Do zdarzenia doszło przed odlotem samolotu do Toronto. Do odprawy paszportowej stawił się mężczyzna podający się za obywatela Danii, przedstawiając do kontroli oryginalny paszport wydany przez władze Danii. Co ciekawe, okazany przez cudzoziemca paszport nie nosił żadnych znamion fałszerstwa, zdjęcie w dokumencie również zgadzało się z wizerunkiem podróżnego, mimo to, funkcjonariusze podjęli decyzję o przeprowadzeniu dodatkowych sprawdzeń. Jak się wkrótce okazało ich doświadczenie i czujność nie zawiodła. Cudzoziemiec cały czas zapewniał, że jest obywatelem Danii, a do Kanady udaje się w celu odwiedzin rodziny oraz podjęcia studiów. Jednak w rozmowie z funkcjonariuszami nie potrafił podać konkretnych szczegółów swojej wizyty w Toronto. Co więcej, u cudzoziemca ujawniono w telefonie zdjęcie duńskiego zezwolenia na pobyt na dane innej osoby.
W celu potwierdzenia oryginalności dokumentu jak i danych na karcie pobytu, funkcjonariusze skontaktowali się ze stroną duńską. Z ich ustaleń wynikało, że cudzoziemiec wyłudził duński paszport wprowadzając w błąd urzędnika państwowego. W ubieganiu się o dokument przedstawił w urzędzie paszportowym dane swojego kolegi wraz ze swoim zdjęciem. Cudzoziemiec przyznał, że karta pobytu należy do niego, gdyż jest obywatelem Somalii, a wyłudzony paszport miał być dla niego przepustką do Kanady, bo na terenie Danii dostał nakaz opuszczenia kraju, po tym jak odmówiono mu ochrony międzynarodowej.

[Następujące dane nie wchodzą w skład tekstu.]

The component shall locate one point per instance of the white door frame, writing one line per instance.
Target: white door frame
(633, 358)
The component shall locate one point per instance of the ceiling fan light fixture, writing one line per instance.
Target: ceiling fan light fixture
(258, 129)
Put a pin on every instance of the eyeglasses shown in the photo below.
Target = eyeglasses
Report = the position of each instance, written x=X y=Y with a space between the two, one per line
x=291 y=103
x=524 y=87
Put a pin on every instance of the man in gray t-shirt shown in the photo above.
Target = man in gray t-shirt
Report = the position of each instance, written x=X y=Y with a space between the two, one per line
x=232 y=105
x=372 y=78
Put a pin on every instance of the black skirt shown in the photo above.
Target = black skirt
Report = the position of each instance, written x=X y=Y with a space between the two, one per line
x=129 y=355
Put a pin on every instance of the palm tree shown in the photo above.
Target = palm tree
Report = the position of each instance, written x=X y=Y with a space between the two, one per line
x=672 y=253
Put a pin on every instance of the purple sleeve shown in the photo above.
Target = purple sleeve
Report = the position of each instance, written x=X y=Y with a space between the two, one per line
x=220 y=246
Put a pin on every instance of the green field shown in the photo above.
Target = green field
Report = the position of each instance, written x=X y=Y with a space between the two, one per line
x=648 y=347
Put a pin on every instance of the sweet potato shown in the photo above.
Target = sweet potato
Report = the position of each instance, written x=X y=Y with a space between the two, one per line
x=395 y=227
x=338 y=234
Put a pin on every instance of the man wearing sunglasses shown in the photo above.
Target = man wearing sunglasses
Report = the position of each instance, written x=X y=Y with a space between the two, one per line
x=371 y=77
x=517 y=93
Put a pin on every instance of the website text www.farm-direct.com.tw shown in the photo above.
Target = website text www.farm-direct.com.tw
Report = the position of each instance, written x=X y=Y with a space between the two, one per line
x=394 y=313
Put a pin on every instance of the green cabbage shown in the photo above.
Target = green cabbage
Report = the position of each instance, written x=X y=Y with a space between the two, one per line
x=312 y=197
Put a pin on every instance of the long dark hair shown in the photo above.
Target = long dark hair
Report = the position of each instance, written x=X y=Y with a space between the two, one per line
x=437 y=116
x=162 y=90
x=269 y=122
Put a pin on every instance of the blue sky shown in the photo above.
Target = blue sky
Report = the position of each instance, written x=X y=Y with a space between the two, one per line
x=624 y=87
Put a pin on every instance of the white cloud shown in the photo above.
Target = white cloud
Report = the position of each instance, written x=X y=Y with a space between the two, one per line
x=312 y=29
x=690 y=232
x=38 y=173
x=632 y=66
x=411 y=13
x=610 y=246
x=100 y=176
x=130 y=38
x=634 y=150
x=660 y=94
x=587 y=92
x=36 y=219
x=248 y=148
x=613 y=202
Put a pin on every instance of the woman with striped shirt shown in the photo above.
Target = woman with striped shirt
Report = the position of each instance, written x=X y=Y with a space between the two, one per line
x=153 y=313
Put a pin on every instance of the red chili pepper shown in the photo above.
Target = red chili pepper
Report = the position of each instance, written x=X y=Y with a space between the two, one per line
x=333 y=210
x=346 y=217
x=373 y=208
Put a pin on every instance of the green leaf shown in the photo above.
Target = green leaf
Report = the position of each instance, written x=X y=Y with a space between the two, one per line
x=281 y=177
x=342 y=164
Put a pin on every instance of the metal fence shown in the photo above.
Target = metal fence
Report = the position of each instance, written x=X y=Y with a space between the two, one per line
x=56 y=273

Wobec mężczyzny wszczęto postępowanie przygotowawcze z art. 264 kk. oraz z art. 273 kk. i przesłuchano w charakterze osoby podejrzanej. Zatrzymany cudzoziemiec przyznał się do zarzucanego mu czynu. W trakcie czynności procesowych cudzoziemiec wyraził wolę ubiegania się o ochronę międzynarodową na terytorium naszego kraju. Po przyjęciu od niego wniosku, zgodnie z postanowieniem sądu został umieszczony w strzeżonym ośrodku dla cudzoziemców.